No adverse effects of the therapy were reported during this study. This corroborates the conclusion that GET IT is a safe treatment, as described previously [15].
To assess cognitive functions of the patients, a modified BAE psychological test (see Appendix for details) was performed at baseline, and at 12 and 36 months after the start of treatment. During the first year of the treatment, an improvement in the score in 7 patients and stabilization in 1 patient (IIIA-7) were observed (Table 2), which corroborates previous results [15]. After the third year (2-year follow-up) further improvement (relative to results after the first year) was observed in 2 patients (IIIA-2, IIIA-5), stabilization was observed in 3 patients (IIIA-4, IIIA-7, IIIB-5), and deterioration was observed in 3 patients (IIIA-6, IIIA-8, IIIB-2). In this last-mentioned group of patients, the scores after 36 months of treatment were equal or very similar to those achieved at baseline (Table 2).
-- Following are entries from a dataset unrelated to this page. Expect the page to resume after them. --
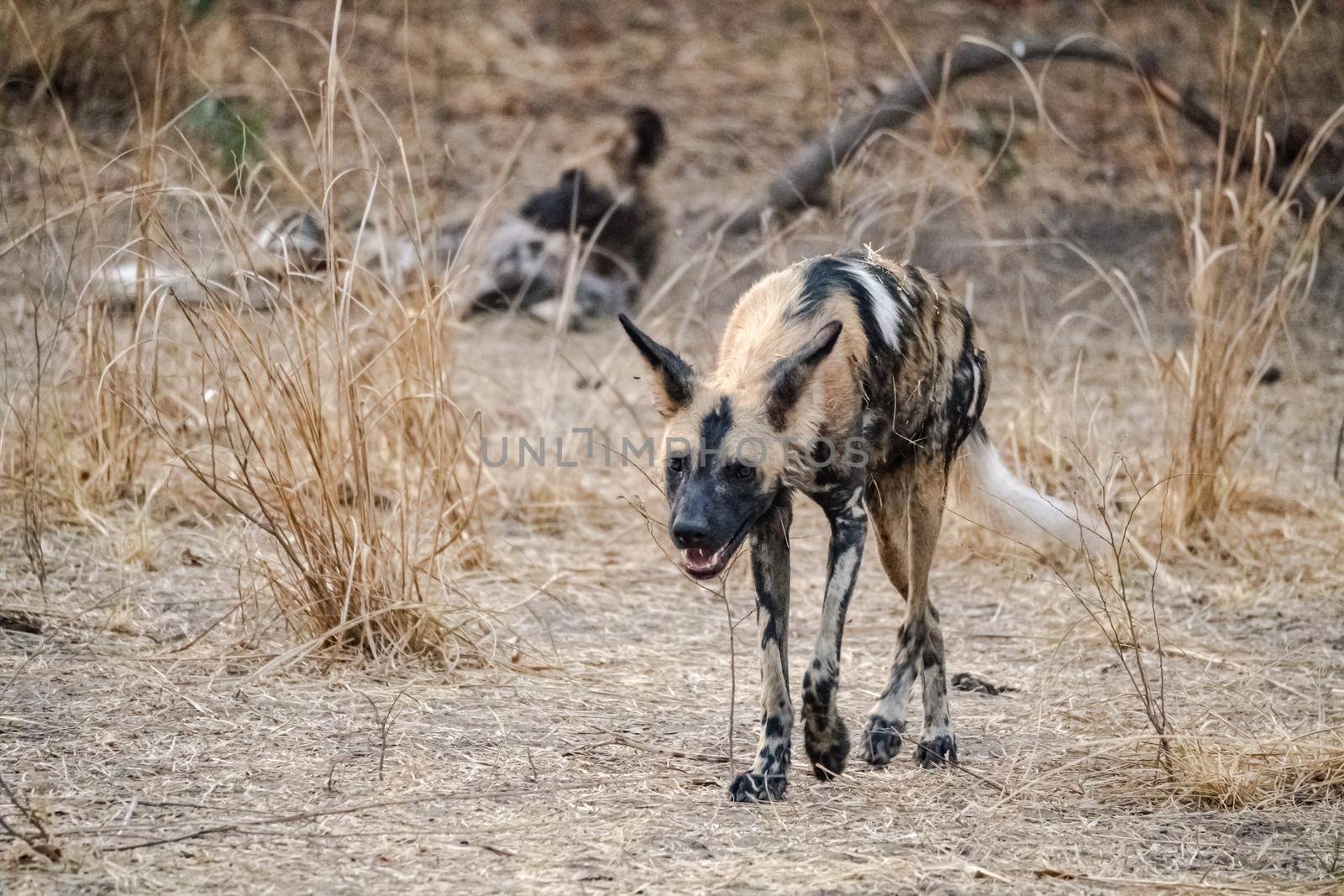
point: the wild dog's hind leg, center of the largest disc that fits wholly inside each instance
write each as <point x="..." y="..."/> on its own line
<point x="826" y="736"/>
<point x="769" y="772"/>
<point x="907" y="512"/>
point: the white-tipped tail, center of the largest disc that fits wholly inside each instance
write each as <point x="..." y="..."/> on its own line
<point x="1003" y="503"/>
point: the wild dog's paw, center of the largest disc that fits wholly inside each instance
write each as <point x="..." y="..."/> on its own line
<point x="936" y="752"/>
<point x="882" y="741"/>
<point x="828" y="750"/>
<point x="754" y="788"/>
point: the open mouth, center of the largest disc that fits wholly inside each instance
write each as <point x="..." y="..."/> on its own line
<point x="703" y="563"/>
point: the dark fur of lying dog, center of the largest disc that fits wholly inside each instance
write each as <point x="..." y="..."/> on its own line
<point x="598" y="230"/>
<point x="860" y="385"/>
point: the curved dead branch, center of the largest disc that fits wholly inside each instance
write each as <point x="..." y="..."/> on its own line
<point x="806" y="177"/>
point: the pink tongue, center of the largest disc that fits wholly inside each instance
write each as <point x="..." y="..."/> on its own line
<point x="698" y="557"/>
To estimate the efficacy of the treatment, patients’ parents were asked to evaluate 18 different parameters concerning changes in conditions of their children from a year before the start of the treatment to the start of the therapy, from the onset of the treatment to a year after the start of the therapy, and from the start of the treatment to 3 years after the start of the therapy. As expected, parents reported deterioration of patients in many parameters in the period from 1 year before the treatment to the start of the trial, which confirmed that the children were in the clinically progressive stage of the disease (Table 3).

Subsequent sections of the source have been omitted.